UBC Theses and Dissertations
Decision-making in a one-industry townCompany towns Port, Albert Walter
Communities with relatively undiversified economies are an intermediate category between the monolithic "company town" and the industrially diversified metropolis. A community with an undiversified economic base is influenced by factors external to it, including absentee ownership of industry and the international market. The part which the "company" plays in the decision-making process of such a community is examined. Propositions concerning the emergence and viability of decision-makers in this particular environment are considered. Research was carried out in a community- of 12,000 people which depends heavily on a single industry. Leaders were identified by a multi-step approach which, drew on a panel of knowledgeable persons in the community. Twenty-two men identified as leaders were interviewed. Their interrelationships and participation in decisions which affected the community were explored.

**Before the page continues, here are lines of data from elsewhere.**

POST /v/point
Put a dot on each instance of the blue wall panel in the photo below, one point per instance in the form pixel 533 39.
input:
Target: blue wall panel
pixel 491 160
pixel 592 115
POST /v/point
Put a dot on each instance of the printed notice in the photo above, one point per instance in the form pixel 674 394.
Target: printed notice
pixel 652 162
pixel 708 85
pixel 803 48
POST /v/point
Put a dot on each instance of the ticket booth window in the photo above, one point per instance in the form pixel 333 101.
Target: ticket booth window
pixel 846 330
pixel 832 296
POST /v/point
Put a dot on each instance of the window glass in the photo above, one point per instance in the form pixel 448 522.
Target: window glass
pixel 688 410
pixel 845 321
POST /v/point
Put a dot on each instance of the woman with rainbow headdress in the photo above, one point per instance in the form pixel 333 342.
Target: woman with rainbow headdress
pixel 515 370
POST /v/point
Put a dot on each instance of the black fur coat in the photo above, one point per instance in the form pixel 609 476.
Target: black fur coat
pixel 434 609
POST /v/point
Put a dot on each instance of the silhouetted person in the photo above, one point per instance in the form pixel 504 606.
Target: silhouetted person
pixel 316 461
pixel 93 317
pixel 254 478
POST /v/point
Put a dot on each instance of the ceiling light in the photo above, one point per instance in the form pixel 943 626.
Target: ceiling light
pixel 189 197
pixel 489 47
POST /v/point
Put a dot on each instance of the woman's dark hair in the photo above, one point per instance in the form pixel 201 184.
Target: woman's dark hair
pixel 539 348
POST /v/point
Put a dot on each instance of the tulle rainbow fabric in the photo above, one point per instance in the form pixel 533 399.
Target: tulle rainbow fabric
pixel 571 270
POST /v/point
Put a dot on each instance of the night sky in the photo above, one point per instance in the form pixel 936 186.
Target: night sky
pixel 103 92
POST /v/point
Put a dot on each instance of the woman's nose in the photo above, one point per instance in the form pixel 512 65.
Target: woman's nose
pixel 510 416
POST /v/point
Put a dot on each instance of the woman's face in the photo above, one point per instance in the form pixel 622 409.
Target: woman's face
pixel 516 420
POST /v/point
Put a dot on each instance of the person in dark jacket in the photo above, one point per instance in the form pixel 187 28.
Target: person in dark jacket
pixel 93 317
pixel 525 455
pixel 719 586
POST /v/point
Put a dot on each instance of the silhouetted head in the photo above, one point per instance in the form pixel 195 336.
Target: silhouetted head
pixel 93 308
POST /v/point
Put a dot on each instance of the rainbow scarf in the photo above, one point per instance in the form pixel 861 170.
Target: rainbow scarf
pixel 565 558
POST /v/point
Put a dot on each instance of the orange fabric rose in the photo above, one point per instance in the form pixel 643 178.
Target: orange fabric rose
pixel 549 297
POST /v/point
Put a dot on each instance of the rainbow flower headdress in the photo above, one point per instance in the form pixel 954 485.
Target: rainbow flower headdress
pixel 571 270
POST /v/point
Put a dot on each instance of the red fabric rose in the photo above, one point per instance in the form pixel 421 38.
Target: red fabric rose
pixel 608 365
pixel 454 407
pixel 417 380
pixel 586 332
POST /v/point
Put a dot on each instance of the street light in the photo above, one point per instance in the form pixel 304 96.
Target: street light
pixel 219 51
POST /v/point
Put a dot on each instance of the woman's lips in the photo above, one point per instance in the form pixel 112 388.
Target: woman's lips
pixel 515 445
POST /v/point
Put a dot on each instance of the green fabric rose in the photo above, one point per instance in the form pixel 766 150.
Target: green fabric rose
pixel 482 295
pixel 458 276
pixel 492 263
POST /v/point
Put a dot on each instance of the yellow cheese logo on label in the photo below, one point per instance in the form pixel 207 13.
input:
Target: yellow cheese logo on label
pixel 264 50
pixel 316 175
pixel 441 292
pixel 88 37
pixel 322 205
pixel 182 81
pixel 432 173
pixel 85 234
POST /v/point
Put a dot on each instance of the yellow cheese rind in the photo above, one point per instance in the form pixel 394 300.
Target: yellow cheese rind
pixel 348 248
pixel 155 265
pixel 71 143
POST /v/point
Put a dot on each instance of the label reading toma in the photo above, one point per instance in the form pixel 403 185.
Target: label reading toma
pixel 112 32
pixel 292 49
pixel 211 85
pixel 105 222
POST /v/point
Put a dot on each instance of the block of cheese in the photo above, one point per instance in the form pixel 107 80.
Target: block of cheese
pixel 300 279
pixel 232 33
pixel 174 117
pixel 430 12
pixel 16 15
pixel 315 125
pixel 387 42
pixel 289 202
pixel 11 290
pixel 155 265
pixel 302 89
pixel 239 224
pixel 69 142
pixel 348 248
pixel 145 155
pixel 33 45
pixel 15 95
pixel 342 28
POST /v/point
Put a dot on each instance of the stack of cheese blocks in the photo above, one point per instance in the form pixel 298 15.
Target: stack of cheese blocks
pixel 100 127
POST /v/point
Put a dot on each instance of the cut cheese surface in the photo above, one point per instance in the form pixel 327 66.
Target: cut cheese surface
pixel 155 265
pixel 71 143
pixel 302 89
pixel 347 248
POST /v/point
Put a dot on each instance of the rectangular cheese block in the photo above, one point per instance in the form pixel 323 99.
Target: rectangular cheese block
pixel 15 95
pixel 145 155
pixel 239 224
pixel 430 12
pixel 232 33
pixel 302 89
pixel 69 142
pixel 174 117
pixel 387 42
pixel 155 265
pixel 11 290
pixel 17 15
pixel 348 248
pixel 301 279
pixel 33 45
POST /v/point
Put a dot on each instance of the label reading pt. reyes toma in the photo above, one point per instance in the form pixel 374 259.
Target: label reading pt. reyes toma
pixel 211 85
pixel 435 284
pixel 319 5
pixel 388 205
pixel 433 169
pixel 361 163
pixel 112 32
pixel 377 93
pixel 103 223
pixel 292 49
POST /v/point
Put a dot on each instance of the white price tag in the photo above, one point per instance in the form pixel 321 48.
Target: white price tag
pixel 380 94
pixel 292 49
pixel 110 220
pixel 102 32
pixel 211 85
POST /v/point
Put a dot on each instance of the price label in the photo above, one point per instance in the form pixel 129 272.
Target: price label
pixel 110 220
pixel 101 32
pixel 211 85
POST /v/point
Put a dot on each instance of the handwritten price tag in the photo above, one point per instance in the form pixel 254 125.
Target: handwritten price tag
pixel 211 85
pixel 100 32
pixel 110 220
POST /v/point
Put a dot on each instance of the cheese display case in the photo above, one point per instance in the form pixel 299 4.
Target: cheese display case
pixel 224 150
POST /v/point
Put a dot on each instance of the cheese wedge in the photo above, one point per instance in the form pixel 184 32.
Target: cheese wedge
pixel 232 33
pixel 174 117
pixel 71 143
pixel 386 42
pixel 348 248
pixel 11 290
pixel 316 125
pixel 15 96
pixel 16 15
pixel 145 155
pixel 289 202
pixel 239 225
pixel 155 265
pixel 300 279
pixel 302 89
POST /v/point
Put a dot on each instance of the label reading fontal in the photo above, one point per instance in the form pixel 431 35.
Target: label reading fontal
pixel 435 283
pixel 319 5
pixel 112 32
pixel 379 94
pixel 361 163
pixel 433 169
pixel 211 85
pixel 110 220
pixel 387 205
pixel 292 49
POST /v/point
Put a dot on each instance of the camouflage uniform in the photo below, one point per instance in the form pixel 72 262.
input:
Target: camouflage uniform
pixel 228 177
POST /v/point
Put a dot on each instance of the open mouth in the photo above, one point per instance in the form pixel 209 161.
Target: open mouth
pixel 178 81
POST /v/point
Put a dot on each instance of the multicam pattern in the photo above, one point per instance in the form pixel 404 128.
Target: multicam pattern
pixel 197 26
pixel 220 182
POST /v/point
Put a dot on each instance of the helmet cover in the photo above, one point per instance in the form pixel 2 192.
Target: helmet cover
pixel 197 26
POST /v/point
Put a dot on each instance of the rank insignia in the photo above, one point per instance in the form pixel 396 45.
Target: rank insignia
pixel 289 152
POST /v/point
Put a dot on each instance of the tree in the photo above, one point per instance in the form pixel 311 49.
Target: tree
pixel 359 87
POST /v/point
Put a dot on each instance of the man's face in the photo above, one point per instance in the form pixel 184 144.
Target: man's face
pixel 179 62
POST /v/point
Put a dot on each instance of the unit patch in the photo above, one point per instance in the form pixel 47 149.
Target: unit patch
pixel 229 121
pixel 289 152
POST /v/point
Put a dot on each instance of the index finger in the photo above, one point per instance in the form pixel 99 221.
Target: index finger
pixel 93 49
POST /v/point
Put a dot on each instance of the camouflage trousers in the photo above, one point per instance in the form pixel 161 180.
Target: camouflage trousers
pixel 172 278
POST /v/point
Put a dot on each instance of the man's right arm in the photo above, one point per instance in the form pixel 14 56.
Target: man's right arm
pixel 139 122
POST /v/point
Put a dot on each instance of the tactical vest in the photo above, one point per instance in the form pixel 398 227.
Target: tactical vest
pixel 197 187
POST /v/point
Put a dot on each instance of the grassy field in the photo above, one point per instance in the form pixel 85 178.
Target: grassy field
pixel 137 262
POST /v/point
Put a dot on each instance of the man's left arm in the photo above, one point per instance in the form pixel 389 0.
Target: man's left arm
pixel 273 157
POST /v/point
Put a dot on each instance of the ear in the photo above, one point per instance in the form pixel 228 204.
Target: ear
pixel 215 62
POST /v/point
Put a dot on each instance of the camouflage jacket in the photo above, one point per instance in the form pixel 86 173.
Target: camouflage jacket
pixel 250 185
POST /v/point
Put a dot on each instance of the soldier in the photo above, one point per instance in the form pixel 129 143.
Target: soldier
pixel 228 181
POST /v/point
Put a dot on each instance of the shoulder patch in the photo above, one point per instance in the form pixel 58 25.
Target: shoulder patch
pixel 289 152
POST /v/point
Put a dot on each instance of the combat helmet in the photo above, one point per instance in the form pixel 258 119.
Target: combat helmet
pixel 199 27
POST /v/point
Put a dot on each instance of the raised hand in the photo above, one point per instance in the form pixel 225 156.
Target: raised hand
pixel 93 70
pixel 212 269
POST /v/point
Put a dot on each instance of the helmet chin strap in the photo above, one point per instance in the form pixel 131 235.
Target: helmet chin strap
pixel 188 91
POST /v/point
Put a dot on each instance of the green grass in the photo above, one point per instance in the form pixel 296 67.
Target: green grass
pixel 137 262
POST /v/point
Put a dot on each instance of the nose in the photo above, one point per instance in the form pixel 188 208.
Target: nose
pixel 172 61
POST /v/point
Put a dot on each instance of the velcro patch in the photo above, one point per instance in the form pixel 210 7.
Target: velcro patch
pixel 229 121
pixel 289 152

The individual and collective resources available to leaders were considered. It was found that the major employer had made unilateral decisions on economic and organizational grounds. As long as these decisions resulted in stability and continuity for the community this activity was not recognized by the citizens as company participation in the decision-making process of the community. When these unilateral decisions adversely affected the community it became possible for new decision-makers to emerge from the most threatened non-company sector of the community. "New leaders" were instrumental in having the economic situation in the community redefined as problematic. Not only did new leaders emerge, but new organizations were created which, when they were defined as legitimate, provided a mechanism for tapping the resources already in the decision-making network. Brief consideration is given to the possibility that access to the decision-making process based on unusual circumstances can be transferred into more conventional positions of power in the community.